The First Official Memorial Day was May 30, 1868. In 1868, Commander in Chief, John A. Logan of the Grand Army of the Republic, issued what was called General Order Number 11, designating May 30 as a memorial day. He declared it to be “for the purpose of strewing with flowers or otherwise decorating the graves of comrades who died in defense of their country during the late rebellion, and whose bodies now lie in almost every city, village, and hamlet churchyard in the land.” The first Memorial Day was celebrated at Arlington National Cemetery decorating the graves of soldiers both Confederate and Union.
Memorial Day was originally to honor those who lost their lives in the Civil War. We soon realized that peace is not forever. It was during World War I the United States found itself in another major conflict, and the holiday evolved to commemorate American military personnel who died in all wars.
For decades May 30th remained the holiday to honor those lost in conflict. However in 1968 Congress passed the Uniform Monday Holiday Act, which established Memorial Day as the last Monday in May in order to create a three-day weekend for federal employees; the change went into effect in 1971. This same law declared Memorial Day a federal holiday also.

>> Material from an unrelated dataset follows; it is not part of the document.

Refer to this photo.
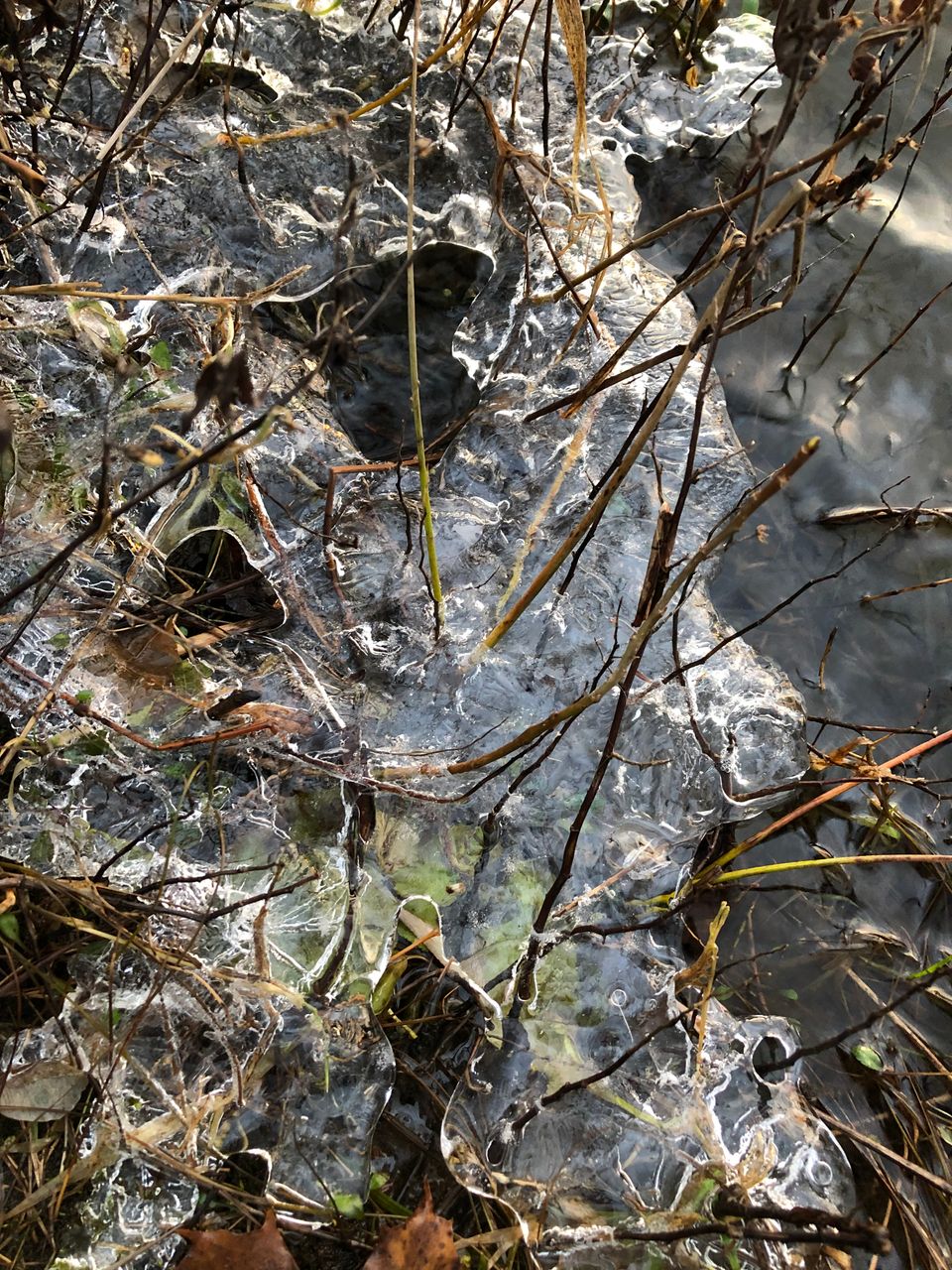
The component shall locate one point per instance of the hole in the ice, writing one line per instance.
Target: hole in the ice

The Logan E Clark Post 217 American Legion and American Legion Auxiliary Unit 217 strive to honor not only our veterans who lost their lives in combat but to honor all those who have served their country assuring us of our freedoms we so enjoy today. Several of their veterans formed and made the Post’s first monument which stands today. It was dedicated on May 30, 1993 and has these words: “In Honor and Memory of all those veterans who have served in the Armed Forces of this Great Nation with pride and honor”. This monument was designed, formed, and completed by the hands of some hard-working veterans of Post 217. Some of those who worked on this first monument were Delmar Mitchell, McGrew (Pete) Foster, Ray Casey, Jim Scofield, U.B. Green, and Robert Mitchell.
For many years it was an act of love and comradeship that the veterans worked for up to three days erecting crosses and flags with the names for each of the county’s deceased veterans. With nearly 2300 names and the age of members serving in the post, it became almost impossible without help from the community to carry out this event. Each post today needs the younger veterans to step up and join a post near you so that veterans can be helped and laws made to help these same veterans.
The Post and Auxiliary were honored with a large donation from one of their members, Clifton Arflack, to erect a permanent memorial in which they could engrave the names of all county veterans so they will be forever remembered for their service to our country. With more contributions from members of the Post and Unit and along with contributions from our community, it is possible to continue updating these monuments yearly as they are notified of a veteran’s death. Those names not yet on the monuments, will be honored with a cross and flag in their memory at this year’s celebration. These names will then be engraved before the next Memorial Day. This year we have 79 so far to place crosses and later engrave. The members depend on your support and through newspapers in keeping these lists updated.
The American Legion Post 217’s memorial service will be held under the new shelter in the memorial garden and will begin at 8 AM. Guest speaker will be Lt. Col. John Watson of Marion. He is a 1985 ROTC top graduate. Singing the National Anthem will be Dee Wright of Burna.
A light continental breakfast will be offered to all in attendance by the Auxiliary members. You are encouraged to visit the memorial garden and you should still be out in time to attend the church of your choice. The memorial garden is open daily for visitors.